PATRICK POIVRE D'ARVOR : La croissance à 2 % au moins, au minimum, a dit tout-à-l'heure Lionel Jospin. Vous y croyez pour cette année ?
ERNEST-ANTOINE SEILLIERE : Pas du tout. Nous pensons que dans le climat électoral actuel, on veut rassurer les électeurs pour peut-être en tirer avantage. Nous, nous sommes réalistes. C'est le propre des entrepreneurs, non seulement de parler, mais de parler vrai. Et nous disons que, au-delà de 1,5 % cette année de croissance, ce n'est pratiquement pas possible.
PATRICK POIVRE D'ARVOR : L'année 2002, hein, parce que les 2 % auxquels je faisais allusion, c'est sur l'année 2001. Mais sur l'année 2002, vous pensez que
ERNEST-ANTOINE SEILLIERE : Ah, non, écoutez si c'est sur l'année 2001, le bilan du passé, ce n'est pas très difficile à faire, il suffit de regarder les statistiques. Si c'est pour l'année prochaine, non, 1,5 %, ce sera un maximum. Et comme vous le savez, nous sommes actuellement dans une situation assez artificielle. Il y a de la consommation qui est remise aux consommateurs par les primes gouvernementales diverses, tant mieux d'ailleurs pour les consommateurs.

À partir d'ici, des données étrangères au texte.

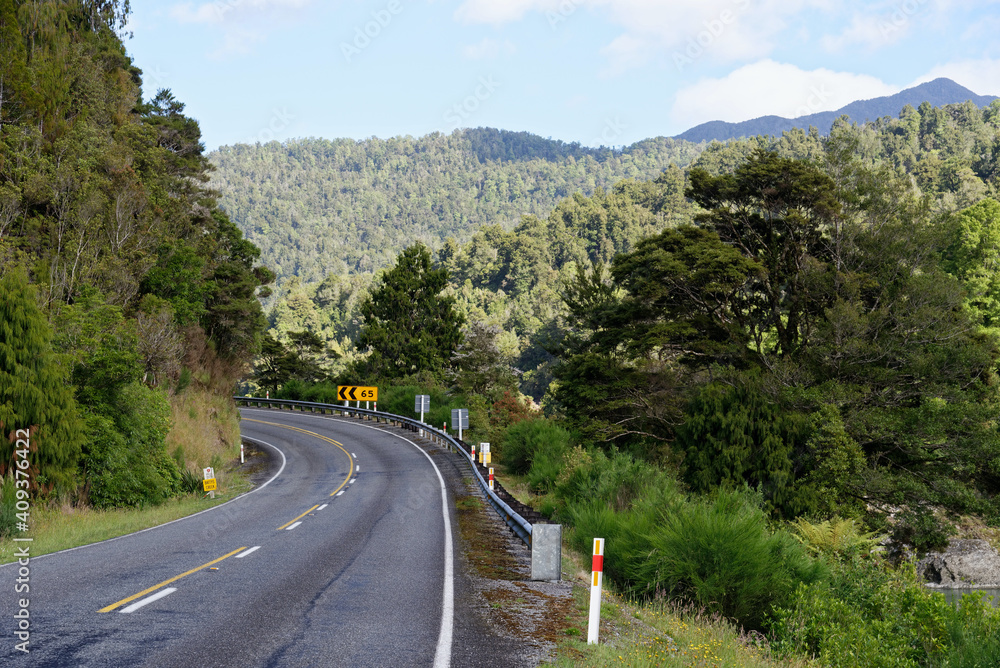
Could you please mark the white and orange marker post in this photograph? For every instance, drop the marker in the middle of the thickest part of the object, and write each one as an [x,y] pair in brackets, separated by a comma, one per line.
[595,592]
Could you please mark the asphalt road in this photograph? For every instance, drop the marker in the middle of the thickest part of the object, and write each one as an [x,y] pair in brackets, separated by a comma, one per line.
[346,557]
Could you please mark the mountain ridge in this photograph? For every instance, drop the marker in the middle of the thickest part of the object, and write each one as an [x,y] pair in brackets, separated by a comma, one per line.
[938,93]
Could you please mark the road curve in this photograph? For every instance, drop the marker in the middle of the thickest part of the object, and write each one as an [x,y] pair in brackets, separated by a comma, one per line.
[345,558]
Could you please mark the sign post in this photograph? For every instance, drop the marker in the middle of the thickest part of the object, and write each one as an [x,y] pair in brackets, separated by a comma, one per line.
[209,483]
[357,393]
[422,404]
[460,420]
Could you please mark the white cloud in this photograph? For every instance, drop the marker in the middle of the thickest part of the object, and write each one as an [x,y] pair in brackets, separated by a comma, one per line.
[770,88]
[720,30]
[243,23]
[869,31]
[981,76]
[489,49]
[222,10]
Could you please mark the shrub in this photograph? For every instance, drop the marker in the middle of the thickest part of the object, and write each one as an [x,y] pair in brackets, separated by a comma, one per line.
[8,508]
[718,553]
[524,440]
[867,616]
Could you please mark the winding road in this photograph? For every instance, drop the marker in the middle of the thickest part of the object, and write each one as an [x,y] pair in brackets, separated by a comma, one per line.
[345,557]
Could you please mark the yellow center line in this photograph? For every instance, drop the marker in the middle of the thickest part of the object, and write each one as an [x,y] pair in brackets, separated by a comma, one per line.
[299,517]
[350,469]
[166,582]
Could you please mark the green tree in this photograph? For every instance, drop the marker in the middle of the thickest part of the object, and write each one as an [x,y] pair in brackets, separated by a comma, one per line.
[973,257]
[775,211]
[34,391]
[409,327]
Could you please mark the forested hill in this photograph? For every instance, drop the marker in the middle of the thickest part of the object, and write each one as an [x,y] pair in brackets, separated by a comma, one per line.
[937,93]
[317,206]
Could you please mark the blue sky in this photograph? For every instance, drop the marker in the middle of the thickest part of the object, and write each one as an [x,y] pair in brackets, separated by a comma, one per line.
[598,72]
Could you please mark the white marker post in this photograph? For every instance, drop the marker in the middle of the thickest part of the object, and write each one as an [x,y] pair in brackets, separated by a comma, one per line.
[422,403]
[595,592]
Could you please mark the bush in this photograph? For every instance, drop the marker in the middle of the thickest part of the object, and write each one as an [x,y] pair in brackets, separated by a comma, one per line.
[718,553]
[8,507]
[868,616]
[126,458]
[522,443]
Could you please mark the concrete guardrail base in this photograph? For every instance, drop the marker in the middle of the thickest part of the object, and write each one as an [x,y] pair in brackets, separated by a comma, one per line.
[546,552]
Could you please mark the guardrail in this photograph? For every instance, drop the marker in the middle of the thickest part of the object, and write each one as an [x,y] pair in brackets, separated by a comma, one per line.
[518,524]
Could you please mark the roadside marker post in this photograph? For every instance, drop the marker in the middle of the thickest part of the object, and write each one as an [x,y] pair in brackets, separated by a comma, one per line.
[421,404]
[209,483]
[460,420]
[595,592]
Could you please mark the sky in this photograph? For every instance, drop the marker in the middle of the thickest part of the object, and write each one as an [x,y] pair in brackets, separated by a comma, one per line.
[597,72]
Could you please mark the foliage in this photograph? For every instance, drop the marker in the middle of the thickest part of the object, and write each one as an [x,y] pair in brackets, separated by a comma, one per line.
[8,507]
[127,463]
[409,327]
[317,206]
[836,537]
[715,553]
[532,442]
[734,435]
[867,615]
[480,367]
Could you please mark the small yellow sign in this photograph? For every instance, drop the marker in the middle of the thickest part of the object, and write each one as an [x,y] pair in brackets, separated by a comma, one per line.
[357,393]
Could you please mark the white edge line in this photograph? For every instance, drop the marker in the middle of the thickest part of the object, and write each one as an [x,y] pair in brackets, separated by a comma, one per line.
[179,519]
[442,657]
[149,599]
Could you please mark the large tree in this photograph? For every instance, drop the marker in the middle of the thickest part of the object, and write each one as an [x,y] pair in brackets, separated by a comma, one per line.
[35,393]
[409,326]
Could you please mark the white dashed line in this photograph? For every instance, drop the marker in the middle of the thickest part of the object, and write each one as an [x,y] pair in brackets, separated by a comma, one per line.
[149,599]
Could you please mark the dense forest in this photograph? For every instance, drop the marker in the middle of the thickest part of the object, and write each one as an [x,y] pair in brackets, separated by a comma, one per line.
[123,283]
[317,206]
[768,378]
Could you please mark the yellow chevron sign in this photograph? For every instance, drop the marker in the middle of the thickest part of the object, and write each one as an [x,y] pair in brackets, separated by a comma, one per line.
[357,393]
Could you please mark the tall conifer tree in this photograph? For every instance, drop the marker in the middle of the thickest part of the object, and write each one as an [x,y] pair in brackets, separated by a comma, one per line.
[35,392]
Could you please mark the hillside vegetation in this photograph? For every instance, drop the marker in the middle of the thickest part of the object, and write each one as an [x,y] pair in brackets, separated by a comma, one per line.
[123,286]
[765,379]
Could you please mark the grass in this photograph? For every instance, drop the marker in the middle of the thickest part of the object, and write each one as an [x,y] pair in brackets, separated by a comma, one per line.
[205,433]
[644,635]
[62,527]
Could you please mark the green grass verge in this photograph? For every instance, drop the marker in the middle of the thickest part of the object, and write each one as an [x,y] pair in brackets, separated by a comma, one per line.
[645,635]
[62,527]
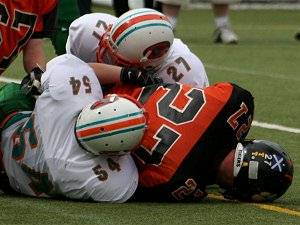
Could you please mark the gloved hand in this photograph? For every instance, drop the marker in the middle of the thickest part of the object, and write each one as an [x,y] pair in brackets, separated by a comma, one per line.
[31,84]
[139,77]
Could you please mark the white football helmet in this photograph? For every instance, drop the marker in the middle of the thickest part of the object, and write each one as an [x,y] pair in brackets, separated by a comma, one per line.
[115,125]
[139,38]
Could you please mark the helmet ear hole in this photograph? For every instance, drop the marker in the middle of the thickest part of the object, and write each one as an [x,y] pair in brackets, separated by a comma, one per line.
[133,33]
[99,131]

Mais bien entendu, le jour où ça s'arrête, alors on va trouver que ça marche moins bien.
PATRICK POIVRE D'ARVOR : Vous avez invoqué tout à l'heure le droit d'ingérence en politique. Vous allez demander aux Français de voter pour tel ou tel ?
ERNEST-ANTOINE SEILLIERE : Pas du tout. Mais nous allons, parce que je vois que l'on nous traite de boîte à idées, ça nous flatte beaucoup, mettre à la disposition des forces politiques qui font s'affronter pour prendre le pouvoir, pour renouveler le pouvoir, nous allons leur proposer, nous l'avons fait aujourd'hui, des propositions claires, simples, de réformes. Il faut y aller, il faut se mettre devant la réalité, ne pas fuir la réalité, escamoter les débats ! Et nous, les entrepreneurs, nous sommes dans notre rôle en présentant, dans le débat public, des propositions de façon à ce que la France gagne, que les Français travaillent, que les entreprises investissent, que les jeunes se forment !
PATRICK POIVRE D'ARVOR : Je vous remercie d'avoir accepté de répondre à notre invitation. On vous traite de boîte à idées, mais on vous a traité d'autre chose aujourd'hui parce qu'il y a eu pas mal de manifestations. Mais des manifestations, notamment à Lyon avec le patron de la CGT, Bernard Thibault et des manifestations un peu partout dans les villes de France contre le MEDEF.